Look at the examples of some other countries. In Australia, since 1979, the Attorney-General has been required to consult with the Attorneys-General of the states and territories of Australia about appointments to the court. In India, a judge is appointed to the supreme court by the president on the recommendation of the collegium, a closed group of the Chief Justice of India, the four most senior judges. In the United Kingdom, a selection commission is to be formed when vacancies arise. Similarly, Israel has a judicial selection committee. And how about Norway, a country whose citizens were invited by our current president to emigrate to the US--there, applicants’ qualifications are assessed by the Judicial Appointments Board, which is composed of three judges, one lawyer, one legal professional employed by the Civil Service and two public representatives.

While our Constitution is clear that the president nominates and the Senate advises and consents, there is room for some modification to this process. Nothing in the constitutional language precludes us from creating a commission made up of prominent lawyers, judges, and private citizens.
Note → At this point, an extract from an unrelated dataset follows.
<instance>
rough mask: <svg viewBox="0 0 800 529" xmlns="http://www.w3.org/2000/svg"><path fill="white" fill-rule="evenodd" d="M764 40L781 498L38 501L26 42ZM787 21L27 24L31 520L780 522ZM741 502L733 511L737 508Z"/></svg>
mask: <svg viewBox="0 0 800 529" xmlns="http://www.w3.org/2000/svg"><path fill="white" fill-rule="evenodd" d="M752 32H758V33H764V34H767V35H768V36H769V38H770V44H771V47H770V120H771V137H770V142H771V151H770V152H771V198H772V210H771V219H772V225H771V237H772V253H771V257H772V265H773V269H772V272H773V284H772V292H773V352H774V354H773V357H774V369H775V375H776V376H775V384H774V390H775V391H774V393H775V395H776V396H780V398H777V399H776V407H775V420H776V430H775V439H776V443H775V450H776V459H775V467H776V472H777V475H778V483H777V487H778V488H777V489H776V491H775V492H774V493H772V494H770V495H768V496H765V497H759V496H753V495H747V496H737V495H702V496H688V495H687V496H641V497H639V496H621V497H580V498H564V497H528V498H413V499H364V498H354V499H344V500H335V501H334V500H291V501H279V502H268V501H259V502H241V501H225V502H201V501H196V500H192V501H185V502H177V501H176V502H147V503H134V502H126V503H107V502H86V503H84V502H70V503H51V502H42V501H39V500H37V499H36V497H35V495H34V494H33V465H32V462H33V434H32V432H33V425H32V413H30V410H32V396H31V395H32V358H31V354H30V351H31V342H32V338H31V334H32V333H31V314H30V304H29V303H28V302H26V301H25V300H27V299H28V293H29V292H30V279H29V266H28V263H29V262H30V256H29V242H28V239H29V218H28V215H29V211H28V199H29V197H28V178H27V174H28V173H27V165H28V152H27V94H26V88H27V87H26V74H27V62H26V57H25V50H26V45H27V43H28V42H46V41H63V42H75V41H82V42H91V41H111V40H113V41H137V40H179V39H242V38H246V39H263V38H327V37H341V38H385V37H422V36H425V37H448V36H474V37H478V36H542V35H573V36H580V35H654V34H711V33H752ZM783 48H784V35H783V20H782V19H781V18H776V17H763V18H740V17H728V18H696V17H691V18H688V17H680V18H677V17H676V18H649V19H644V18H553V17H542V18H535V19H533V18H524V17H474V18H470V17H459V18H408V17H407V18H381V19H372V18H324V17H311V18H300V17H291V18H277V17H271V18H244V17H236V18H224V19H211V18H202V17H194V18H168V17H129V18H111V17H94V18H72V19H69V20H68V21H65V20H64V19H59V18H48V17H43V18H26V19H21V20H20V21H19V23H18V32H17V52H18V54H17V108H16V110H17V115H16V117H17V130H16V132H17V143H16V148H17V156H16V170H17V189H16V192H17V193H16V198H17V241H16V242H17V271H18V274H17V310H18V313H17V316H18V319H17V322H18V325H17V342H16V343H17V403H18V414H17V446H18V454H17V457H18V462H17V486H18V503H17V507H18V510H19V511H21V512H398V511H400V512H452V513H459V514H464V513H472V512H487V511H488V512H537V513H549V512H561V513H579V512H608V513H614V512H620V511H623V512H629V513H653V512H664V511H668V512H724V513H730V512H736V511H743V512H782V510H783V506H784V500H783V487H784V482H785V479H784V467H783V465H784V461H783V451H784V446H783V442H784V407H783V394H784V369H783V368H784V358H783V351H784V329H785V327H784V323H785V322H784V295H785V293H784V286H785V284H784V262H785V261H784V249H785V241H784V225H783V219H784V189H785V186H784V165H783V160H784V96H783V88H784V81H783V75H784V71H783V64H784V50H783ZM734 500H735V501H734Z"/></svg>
Such a commission could consider the qualifications and backgrounds of potential nominees, and not focus solely on whether they meet some sort of political test, based on whichever party is in power when a justice resigns or dies. The president wouldn’t be required to pick someone that such a commission approves, but it would be politically difficult to do so.

Furthermore, as I mentioned in my last post, our Court is often made up of individuals who are blinded by their personal educational constraints (Harvard or Yale), economic privilege, and personal or political bias. So why not have a judicial commission look into whether these nominees have made some type of public service contribution beyond mere corporate law and comfortable spots on appeals courts?

Here is another proposal: an age limit on justices. Australia, Japan, UK, Norway, and Israel are among the countries that mandate retirement at age 70, while in Brazil and Canada the age is 75. Why am I proposing this when two of the more liberal Supreme Court justices are over 80? Well, my assumption is that if we had such a requirement it wouldn’t take effect for some time. Limiting justices' time on the bench would make the nomination process more regular and standardized, while removing the gigantic political stakes of fighting over justices who figure to participate in decisions that will influence two generations of Americans.

My main point is that our judicial nomination system is based on arbitrary factors like the health and whims of individual justices, has been taken over by political considerations and is entirely cut off from the citizens on whose behalf it is supposed to rule. Could there be a better way? You may not like my suggestions but if not, please share some of your own.